Hâtons-nous d’ajouter qu’en adhérant aux conclusions de ce rapport, d’ailleurs si remarquable, la chambre cédait à un honorable sentiment, et qu’elle était, à son insu peut-être, dominée par cet esprit de transaction et d’équité qui depuis vingt-cinq années s’introduit dans le droit public européen comme le germe précieux d’une organisation nouvelle. Le parlement a subi cette influence à laquelle un grand pays peut être fier d’avoir fait des sacrifices, alors même qu’ils ont si cruellement tourné contre lui. La France n’a pas voulu rompre la première la grande association dans laquelle elle fut admise après la libération de son territoire ; elle a eu foi dans le désintéressement de l’Europe, parce qu’elle était elle-même désintéressée ; et, comme il convient à son génie et à sa mission dans le monde, elle a devancé l’avenir, même au détriment de ses intérêts.

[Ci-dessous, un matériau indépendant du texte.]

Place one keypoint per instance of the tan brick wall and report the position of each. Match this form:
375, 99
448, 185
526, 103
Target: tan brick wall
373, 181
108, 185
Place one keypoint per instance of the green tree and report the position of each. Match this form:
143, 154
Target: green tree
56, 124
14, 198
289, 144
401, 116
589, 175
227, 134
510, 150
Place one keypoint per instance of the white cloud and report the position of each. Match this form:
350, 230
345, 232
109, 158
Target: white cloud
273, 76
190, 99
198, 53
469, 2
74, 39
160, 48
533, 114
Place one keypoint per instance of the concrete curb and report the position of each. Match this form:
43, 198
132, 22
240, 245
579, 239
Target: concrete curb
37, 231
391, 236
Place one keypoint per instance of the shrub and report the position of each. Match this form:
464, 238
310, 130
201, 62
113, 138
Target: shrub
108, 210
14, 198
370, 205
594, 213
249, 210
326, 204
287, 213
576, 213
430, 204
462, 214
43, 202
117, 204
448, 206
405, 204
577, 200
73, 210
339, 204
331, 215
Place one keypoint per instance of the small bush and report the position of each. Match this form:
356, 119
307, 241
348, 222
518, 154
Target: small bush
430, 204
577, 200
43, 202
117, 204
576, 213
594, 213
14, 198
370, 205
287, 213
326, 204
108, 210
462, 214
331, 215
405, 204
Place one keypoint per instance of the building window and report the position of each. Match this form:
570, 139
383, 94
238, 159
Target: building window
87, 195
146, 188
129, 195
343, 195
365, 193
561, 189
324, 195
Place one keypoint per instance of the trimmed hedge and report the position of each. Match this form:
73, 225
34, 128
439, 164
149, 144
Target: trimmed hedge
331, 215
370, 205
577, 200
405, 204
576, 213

Si c’est là une faute, elle peut honorablement s’avouer. Mais, au point de vue politique, elle n’en reste pas moins grave, car la moindre connaissance des vues divergentes des cinq puissances devait, ce semble, dissuader d’un mode de procéder dont il était facile de prévoir le résultat final.

Nous nous croyons le droit de tenir ce langage, parce que nous n’avons pas attendu, pour manifester notre désaccord sur ce point, les déceptions amères sorties des évènemens. Au sein de la commission de 1839, l’auteur de ces réflexions combattit seul la pensée plus loyale que politique d’un concert qu’alors, comme aujourd’hui, il réputait chimérique. Cette opinion, il l’a portée deux fois à la tribune[1] ; il a constamment établi, par ses écrits comme par ses paroles, qu’à ses yeux la question de Constantinople n’avait pour la France qu’une importance de second ordre, que le premier devoir de celle-ci était de préserver Alexandrie et Suez, non moins menacées que le Bosphore ; et deux fois il a répété, en improuvant la négociation collective alors entamée, qu’un arrangement prompt et direct entre le suzerain et le vassal pouvait seul empêcher l’accord funeste de l’Angleterre et de la Russie, en dehors et au détriment des vues modérées de la France. Il a donc le droit de persister dans des opinions que les circonstances n’ont point faites et qui sont destinées à leur survivre.

  1. Moniteur, séances du 1er juillet 1839 et 11 janvier 1840.